Obvious devices detract from the scope of the film, such as the use of a poor woman and her crippled child as stand-ins for the whole of the peasant population. Without belittling the real significance of Martin Luther’s goals and accomplishments, his importance is better portrayed on the big screen in the vast, political side-effects he unintentionally set in motion than by sore-thumb metaphors for humanity and spirituality.

Like a BBC series, the film is enjoyable thanks to its cast and script. Though the principle characters all seem to tread a thin balance between piety and insanity, the cast brings thoughtful subtext to each. The only drawback is the failure of characters to age very much over the film’s 23-year span.

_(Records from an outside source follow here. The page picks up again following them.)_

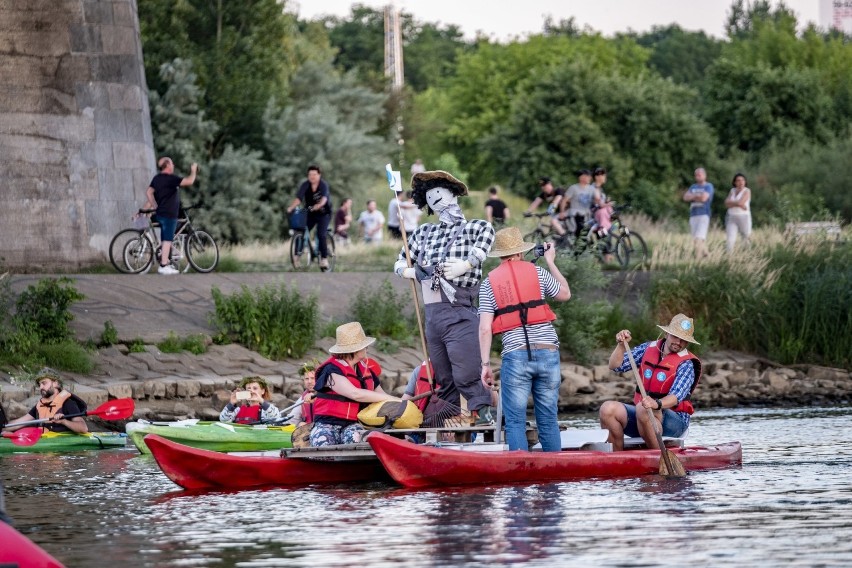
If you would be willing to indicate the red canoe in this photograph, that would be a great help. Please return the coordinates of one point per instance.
(414, 465)
(19, 551)
(192, 468)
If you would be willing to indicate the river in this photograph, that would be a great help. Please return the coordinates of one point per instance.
(790, 504)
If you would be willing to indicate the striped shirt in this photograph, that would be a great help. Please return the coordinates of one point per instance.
(472, 244)
(684, 377)
(538, 333)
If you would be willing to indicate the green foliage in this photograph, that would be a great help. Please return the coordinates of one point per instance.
(109, 336)
(195, 344)
(276, 322)
(45, 307)
(381, 312)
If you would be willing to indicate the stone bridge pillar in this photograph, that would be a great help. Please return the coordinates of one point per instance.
(76, 151)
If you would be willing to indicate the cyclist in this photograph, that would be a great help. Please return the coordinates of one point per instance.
(315, 194)
(552, 196)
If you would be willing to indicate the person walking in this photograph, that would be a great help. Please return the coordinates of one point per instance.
(315, 194)
(512, 302)
(738, 218)
(700, 197)
(164, 193)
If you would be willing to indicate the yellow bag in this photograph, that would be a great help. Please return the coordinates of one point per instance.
(376, 415)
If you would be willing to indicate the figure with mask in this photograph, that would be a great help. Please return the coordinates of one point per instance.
(447, 259)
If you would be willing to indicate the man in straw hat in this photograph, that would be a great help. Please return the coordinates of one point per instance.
(341, 389)
(54, 404)
(512, 302)
(447, 258)
(669, 374)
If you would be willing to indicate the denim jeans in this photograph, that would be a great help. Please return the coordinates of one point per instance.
(518, 377)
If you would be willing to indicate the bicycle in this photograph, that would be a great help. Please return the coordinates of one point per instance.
(311, 251)
(133, 251)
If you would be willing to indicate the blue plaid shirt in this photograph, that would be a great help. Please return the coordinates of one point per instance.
(684, 377)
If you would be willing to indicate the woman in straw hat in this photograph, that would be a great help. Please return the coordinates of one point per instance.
(669, 374)
(511, 302)
(342, 387)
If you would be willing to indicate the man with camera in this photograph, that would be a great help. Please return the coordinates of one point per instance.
(512, 302)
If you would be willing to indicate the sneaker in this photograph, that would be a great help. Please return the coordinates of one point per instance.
(484, 417)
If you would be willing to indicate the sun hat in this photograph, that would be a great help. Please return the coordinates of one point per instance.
(509, 241)
(424, 181)
(681, 326)
(350, 339)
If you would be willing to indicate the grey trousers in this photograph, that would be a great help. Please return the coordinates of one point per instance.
(452, 333)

Fiennes gives an impression of Luther as a brilliant academic wrestling with the inherent conflict between reason and faith, accentuated by the corruption within the political and religious hierarchy. The film is at its weakest when he is out of sight for more than a few seconds, though the context established in his absence brings the film nearest to its unrealized epic ideal.

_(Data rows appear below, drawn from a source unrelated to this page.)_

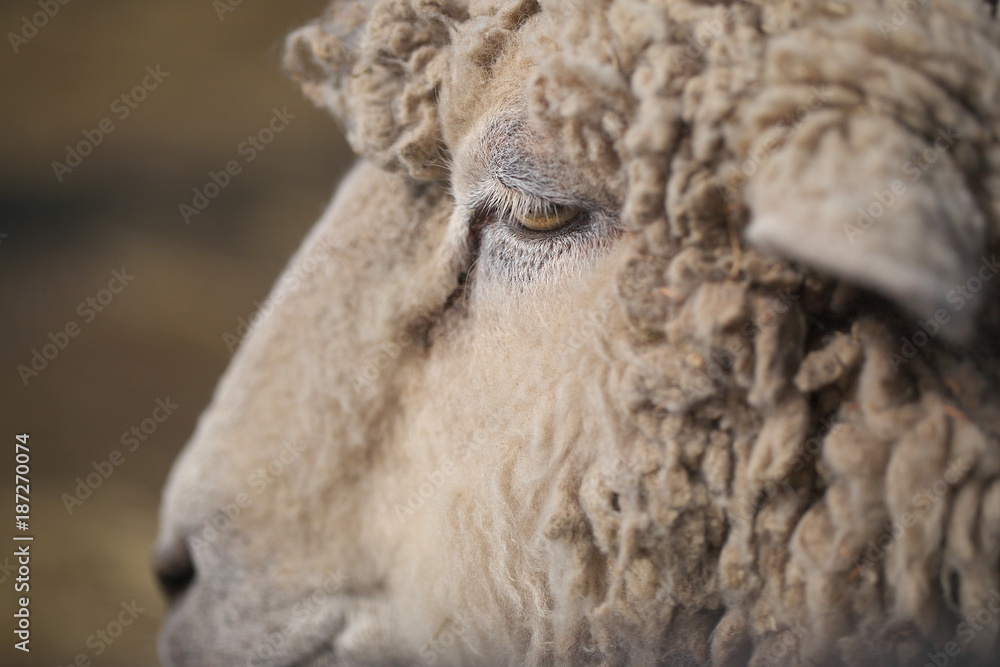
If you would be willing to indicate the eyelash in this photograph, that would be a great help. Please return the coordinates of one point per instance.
(511, 206)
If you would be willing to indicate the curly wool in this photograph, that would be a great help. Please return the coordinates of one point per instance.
(782, 429)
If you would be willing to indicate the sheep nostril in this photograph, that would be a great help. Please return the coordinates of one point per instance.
(174, 570)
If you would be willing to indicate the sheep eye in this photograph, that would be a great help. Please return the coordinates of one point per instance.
(550, 218)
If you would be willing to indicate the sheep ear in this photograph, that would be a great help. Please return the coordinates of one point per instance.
(321, 55)
(874, 205)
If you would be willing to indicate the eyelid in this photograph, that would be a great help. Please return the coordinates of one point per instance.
(528, 211)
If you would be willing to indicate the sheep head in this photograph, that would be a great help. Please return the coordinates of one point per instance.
(596, 357)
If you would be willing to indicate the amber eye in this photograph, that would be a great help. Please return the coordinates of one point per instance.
(547, 219)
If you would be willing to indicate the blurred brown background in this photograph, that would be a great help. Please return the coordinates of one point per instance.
(162, 336)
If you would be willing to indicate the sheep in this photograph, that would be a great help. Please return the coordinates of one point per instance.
(641, 333)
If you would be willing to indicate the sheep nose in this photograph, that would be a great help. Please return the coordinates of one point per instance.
(174, 568)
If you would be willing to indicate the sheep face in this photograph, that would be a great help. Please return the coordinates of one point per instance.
(376, 475)
(594, 360)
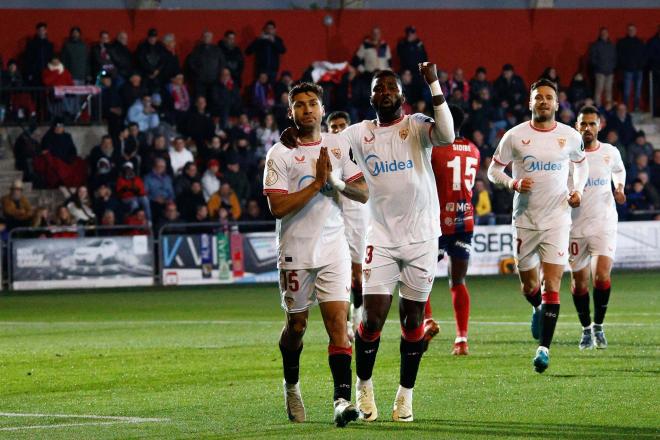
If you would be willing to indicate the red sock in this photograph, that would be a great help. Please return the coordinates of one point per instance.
(428, 313)
(461, 300)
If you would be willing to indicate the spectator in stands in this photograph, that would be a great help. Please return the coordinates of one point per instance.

Others in the cast pull their weight, mostly unobtrusively. Sir Peter Ustinov (“Spartacus”) is a particular highlight as the film’s one genuine archetype. He begins as a relic-hoarding Saxon prince, but grows to demonstrate the power of Luther’s thoughts and actions on a sincere and educated member of the upper crust.

A reasonable picture is constructed of the ugliness of life in the early 16th century. The rustic rural mud of Saxony and the proto-urban-blight of Rome contrast with the comfort enjoyed by the clergy and ruling class. This may be the way in which the attempted personalization of the epic is most disappointing, in that we rarely see the landscape in all its grandeur.

Luther’s arrival at Rome early in the film shows the magnificent sprawl of that city, which is seen to be harsh and brutal when viewed from within. The rest of the film hardly shifts from this close view and the feeling of massive scope is not allowed to fully flourish. This is intentional and does in part help to communicate the film’s message. But Martin Luther’s importance as a spiritual leader who brought the notion of salvation to the masses is subject matter for a small-screen documentary.

The massive, immediate impact of his life and work could have been shown with “Gone With The Wind”-style horror and splendor. Instead, “Luther” is a good movie that fails to make its leap to greatness.